From 2013 to 2016, I was a postdoctoral researcher in the Computer Science Department at Carnegie Mellon University (CMU). I worked on the XIA project and was advised by Professor Peter Steenkiste. My research focused on enabling evolvability for inter-domain routing and was published in SIGCOMM’17. In the Fall of 2013, I developed and taught the initial offering of CMU’s graduate class on cloud computing (15-719).
I completed my Ph.D. in the Electrical & Computer Engineering department at CMU in May 2013. I worked at the Parallel Data Lab (PDL) and was advised by Professor Greg Ganger. My dissertation work focused on how to use distributed-system tracing techniques to automate problem diagnosis tasks in cloud environments. Conference papers related to my dissertation were published in NSDI’11, InfoVis’13, and SoCC’16.
In 2007, I appeared in a PhDComics strip encouraging CS grad students to wear lab coats to work. In my spare time, I enjoy playing tennis, running, and photography. I also occasionally blog at Formalized Curiosity.
Harshal and Andrew’s work involves propagating trace context into the Linux kernel and extending LTTNG with support for recording the context. This work was part of their MIT primes high-school research project. Their presentation of this project at The Red Hat developers conference, Devconf.US was well received.
Diagnosing and fixing problems in distributed applications running in cloud environments is extremely challenging. One key reason is a lack of needed instrumentation: it is difficult to predict a priori where instrumentation is needed, what instrumentation is needed, and within what datacenter stack layer (e.g., application, virtualization, network) instrumentation is needed to provide visibility into future problems.
To help, this proposal describes a framework that will explore the search space of possible instrumentation choices to automatically enable the instrumentation needed to help engineers diagnose a new problem. This work builds on workflow-centric tracing (also called end-to-end tracing or distributed tracing), which was a focus of my dissertation work, machine-learning techniques, and domain-specific knowledge.
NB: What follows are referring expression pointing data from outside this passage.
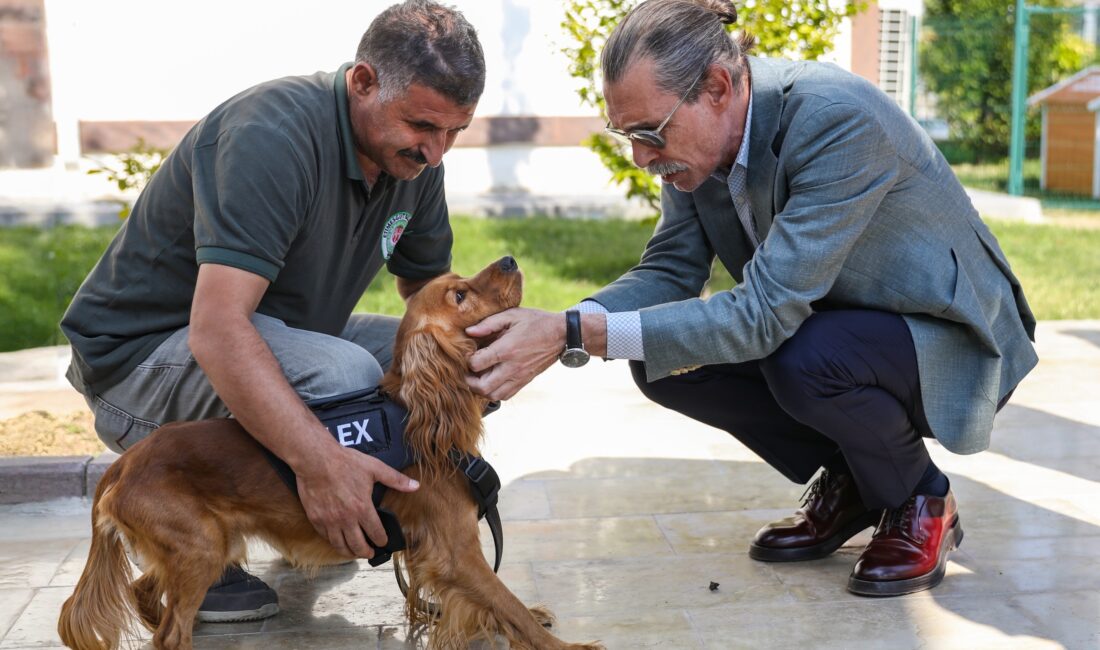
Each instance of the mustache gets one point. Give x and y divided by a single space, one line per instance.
662 168
414 155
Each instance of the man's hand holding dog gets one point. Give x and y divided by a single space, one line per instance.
528 342
336 494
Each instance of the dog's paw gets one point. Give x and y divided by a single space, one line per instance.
542 615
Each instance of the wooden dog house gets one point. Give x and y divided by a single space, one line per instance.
1070 147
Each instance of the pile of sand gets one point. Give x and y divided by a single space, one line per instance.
42 433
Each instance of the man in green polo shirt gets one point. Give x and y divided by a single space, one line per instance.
230 288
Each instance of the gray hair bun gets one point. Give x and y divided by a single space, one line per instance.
724 9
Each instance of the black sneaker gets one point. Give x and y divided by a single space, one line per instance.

My Co-PIs and I are very excited to make progress on this project!
NSF CNS CSR Small: A just-in-time, cross-layer instrumentation framework to help diagnose performance problems in distributed applications. Raja R Sambasivan, Ayse K. Coskun, Orran Krieger. $460,249.
Thanks to NSF for selecting me to attend this workshop and for funding my travel costs. I’m looking forward to learn more about NSF’s programs and how to write great proposals :).
Harshal and Andrew’s project, Tarpan: a router that supports evolvability, involved implementing a robust version of D-BGP in Quagga. D-BGP is a version of BGP that includes extensions that let it bootstrap evolvability to new inter-domain routing protocols—i.e., facilitate their deployment and gradually deprecate itself in favor of one or more of them. D-BGP was the focus of my postdoc research and was published in SIGCOMM’17. Harshal and Andrew are high school students from the MIT primes research program.
Congrats to Harshal and Andrew on this accomplishment!
Our paper, “Bootstrapping evolvability for inter-domain routing with D-BGP,” was accepted to SIGCOMM’17!
Our paper, “Principled workflow-centric tracing of distributed systems,” was accepted to SoCC’16! Workflow-centric tracing (also called end-to-end tracing or distributed-systems tracing) captures the work done within and among distributed-system components to service individual requests. Due to its ability to provide deep visibility into complex distributed system behavior, it is rapidly being adopted by industry (e.g., by Facebook, Google, Yelp).
This paper identifies the design decisions that must be made within a workflow-centric tracing infrastructure to support common tracing use cases, such as diagnosis and resource accounting. To do so, it discusses the authors’ extensive previous experiences with tracing and systematizes the breadth of past work on this topic. A key outcome of this work is that no single tracing infrastructure design is sufficient to satisfy the common tracing use cases.